Final sprint towards NewHost

So tomorrow is the day when the old servers at Digital West will be put to rest. Our developers and system administrator have been hard at work over the last few weeks (and especially the last few days!) getting everything ready for a hopefully smooth transition to hosting everything at Hetzner in Germany.

The vast majority of our sites and services are in fact already being served from Germany, but the largest one—musicbrainz.org—remains in the US for another night.

Our transition of the final services, such as musicbrainz.org, has already started, but the very last sprint of moving the remaining bits over will start tomorrow, November 8th, at around 6 AM EST / noon UTC / 13:00 CET and will follow the plan laid out in this Google document:
https://docs.google.com/document/d/1MgqZ4hiKC0MZJ400ZCOD8JlcjBjh4GNpakauf51YKQQ/edit?usp=sharing

Expect some downtime, plenty of read-only time, and general wonkiness as we get the last gears set in place to hopefully keep us running smoothly for the next several years to come!

Massive connectivity issues

As you are probably aware, we’ve been having lots of network connectivity issues with all services hosted at Digital West in California (all of our projects, except ListenBrainz and AcousticBrainz).

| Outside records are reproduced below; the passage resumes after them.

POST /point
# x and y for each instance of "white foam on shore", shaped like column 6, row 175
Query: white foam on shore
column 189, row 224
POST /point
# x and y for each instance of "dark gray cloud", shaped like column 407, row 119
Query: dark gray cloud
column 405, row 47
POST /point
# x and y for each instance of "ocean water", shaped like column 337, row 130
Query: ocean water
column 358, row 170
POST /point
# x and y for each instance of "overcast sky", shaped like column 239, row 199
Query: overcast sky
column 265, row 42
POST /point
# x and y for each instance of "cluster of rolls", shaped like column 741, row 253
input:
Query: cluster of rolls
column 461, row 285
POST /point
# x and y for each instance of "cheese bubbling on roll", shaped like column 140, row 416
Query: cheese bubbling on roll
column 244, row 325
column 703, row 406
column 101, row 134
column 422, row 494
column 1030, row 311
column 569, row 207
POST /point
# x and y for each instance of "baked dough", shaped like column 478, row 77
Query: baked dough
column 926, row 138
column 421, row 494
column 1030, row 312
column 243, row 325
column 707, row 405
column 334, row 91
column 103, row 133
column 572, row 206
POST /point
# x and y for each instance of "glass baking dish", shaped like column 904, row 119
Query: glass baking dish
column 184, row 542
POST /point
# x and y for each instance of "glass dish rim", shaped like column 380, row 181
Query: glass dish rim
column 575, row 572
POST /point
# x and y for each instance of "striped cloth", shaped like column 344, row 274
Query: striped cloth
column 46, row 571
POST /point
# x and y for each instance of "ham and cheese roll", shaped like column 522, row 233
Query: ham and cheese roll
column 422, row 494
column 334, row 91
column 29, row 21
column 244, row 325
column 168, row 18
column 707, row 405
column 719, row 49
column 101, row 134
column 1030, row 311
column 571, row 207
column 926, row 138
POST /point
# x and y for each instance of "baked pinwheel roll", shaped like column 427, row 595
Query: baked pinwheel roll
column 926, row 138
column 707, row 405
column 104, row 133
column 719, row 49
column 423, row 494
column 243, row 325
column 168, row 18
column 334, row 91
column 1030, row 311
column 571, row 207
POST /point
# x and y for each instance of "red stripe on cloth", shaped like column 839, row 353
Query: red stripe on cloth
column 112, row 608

Today we spent all morning trying to replace what we thought to be a faulty switch. That process didn’t go very well at all – we hit every conceivable issue that we could’ve hit. And a few more.

But, in this process we connected our gateway machines directly to our uplink (not through our switch) and the network issues persisted! After testing this setup with both of our machines, we’ve now conclusively eliminated all of our equipment as the possible source of trouble.

At this point our troubles lie in the hands of Digital West to fix. Thankfully the day staff will return to work in a few hours and hopefully we will make some progress on this issue then.

Sorry for all of this hassle. 🙁

Server capacity update

Zas and I have been working hard to improve the capacity and stability of the site. In the last week, we’ve identified and fixed at least 3 problems with the search servers and we’ve added a timeout function that times out queries that take longer than 3 seconds. We think that the main cause of trouble was that queries were piling up after a slow query ran too long and that the servers never recovered from that and consequently crashed.

We won’t go as far as saying that the search servers are fixed — every time we have a smidgen of hope that things are improving, they crash again. Seemingly out of spite! So, the search servers are better. 😉

Zas has also made a number of changes to the gateways and how we rate limit our incoming traffic. The rate limiting is now being done in a smarter way that reduces the overall traffic on our web servers. Well done!

We’ve also increased our bandwidth budget by 4mbits per second, which makes the site feel considerably more responsive.

Let me put these improvement into numbers: About a week ago were were struggling to keep up 250 requests per second and the site felt very sluggish. Now we can handle 500 requests a second and the site feels considerably faster. For large chunks of the day we are managing to handle all the traffic we should handle. And, the search servers haven’t crashed in 4 days!

We hope that this will give us a solid base from which to release the scheme upgrade tomorrow. Then once that is complete, we will start work on moving to the new hosting company.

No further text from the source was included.